DBRS Confirms Anheuser-Busch Co. at A(high)p and R-1(low)p
ConsumersDominion Bond Rating Service (“DBRS”) has today confirmed the ratings of Anheuser-Busch Companies, Inc. (“Anheuser-Busch” or the “Company”) as indicated above.
Although industry trends in the North American beer market have been challenging, Anheuser-Busch maintains a strong earnings profile due its dominant market position in the U.S. (49%), a significant scale advantage over its competitors, a primarily dedicated wholesaler network, and the strength of the Budweiser and Bud Light brands.
Earnings have come under pressure over the past 12 months from the following: (1) domestic beer demand in the U.S. has declined due to a consumer shift towards imported beers, spirits, and wine products; (2) competition within the beer industry has intensified, with stronger and more focused competitors in SABMiller plc, Molson Coors Brewing Company, and InBev SA; and (3) rising energy, glass, and aluminum prices. As a result, domestic revenues and EBITDA margins declined significantly for the 12 months to September 30, 2005, compared to F2004 [by 200 basis points (bps) and 300 bps, respectively], weakening cash flow and coverage ratios. Notwithstanding the above, earnings are expected to steadily recover and grow at a robust pace over the long term due to the Company’s strong operating profile, newer sales initiatives (such as the Budweiser Select brand and increased promotions) that have helped revive volume growth in recent months, and continued expansion of the Company’s presence in China and other developing markets.

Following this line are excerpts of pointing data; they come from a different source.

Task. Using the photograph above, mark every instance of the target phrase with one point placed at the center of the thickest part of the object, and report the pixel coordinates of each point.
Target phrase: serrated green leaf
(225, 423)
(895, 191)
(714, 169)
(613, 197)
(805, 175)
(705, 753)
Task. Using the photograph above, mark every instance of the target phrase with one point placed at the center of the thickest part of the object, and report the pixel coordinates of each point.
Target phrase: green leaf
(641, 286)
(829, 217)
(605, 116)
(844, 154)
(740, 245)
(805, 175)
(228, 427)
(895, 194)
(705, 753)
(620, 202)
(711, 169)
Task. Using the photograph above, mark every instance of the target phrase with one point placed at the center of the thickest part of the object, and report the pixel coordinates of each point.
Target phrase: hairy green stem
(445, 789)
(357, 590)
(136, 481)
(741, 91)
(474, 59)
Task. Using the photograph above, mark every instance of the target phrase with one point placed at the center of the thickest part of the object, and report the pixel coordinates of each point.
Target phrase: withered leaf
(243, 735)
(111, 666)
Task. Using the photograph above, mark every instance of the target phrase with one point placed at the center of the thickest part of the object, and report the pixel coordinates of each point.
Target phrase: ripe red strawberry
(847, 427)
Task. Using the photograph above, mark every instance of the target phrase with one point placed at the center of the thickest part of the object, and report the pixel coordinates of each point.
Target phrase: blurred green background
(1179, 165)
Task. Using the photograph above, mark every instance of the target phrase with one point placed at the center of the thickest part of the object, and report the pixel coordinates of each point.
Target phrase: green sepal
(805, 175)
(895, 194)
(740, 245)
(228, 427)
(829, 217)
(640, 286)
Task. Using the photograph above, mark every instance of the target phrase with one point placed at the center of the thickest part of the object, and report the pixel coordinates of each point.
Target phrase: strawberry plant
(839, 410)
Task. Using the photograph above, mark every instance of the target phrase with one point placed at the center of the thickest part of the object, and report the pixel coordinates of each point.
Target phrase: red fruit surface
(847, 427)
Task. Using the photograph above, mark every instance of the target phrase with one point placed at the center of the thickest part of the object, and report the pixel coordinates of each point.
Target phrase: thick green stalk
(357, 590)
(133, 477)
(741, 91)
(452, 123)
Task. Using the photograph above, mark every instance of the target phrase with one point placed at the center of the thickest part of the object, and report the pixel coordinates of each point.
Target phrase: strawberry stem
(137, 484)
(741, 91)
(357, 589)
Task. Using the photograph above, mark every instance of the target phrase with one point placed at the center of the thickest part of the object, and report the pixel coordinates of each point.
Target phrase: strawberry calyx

While credit ratios have tightened from historical levels, they remain adequate for the rating and the Company continues to have flexibility through its sizeable free cash flow. Excess cash, however, will likely continue to be used towards substantial dividend payouts and share repurchases, limiting future debt reduction activity. Management is expected to remain committed to a target cash flow-to-debt ratio in the high 0.30 to 0.40 times range, which should be achievable despite the absence of debt reduction as earnings are expected to recover over time. At their current state, both the earnings and financial risk profiles are acceptable for the assigned ratings, but further and more prolonged earnings weakness would pressure the ratings.
Note:
p - This rating is based on public information.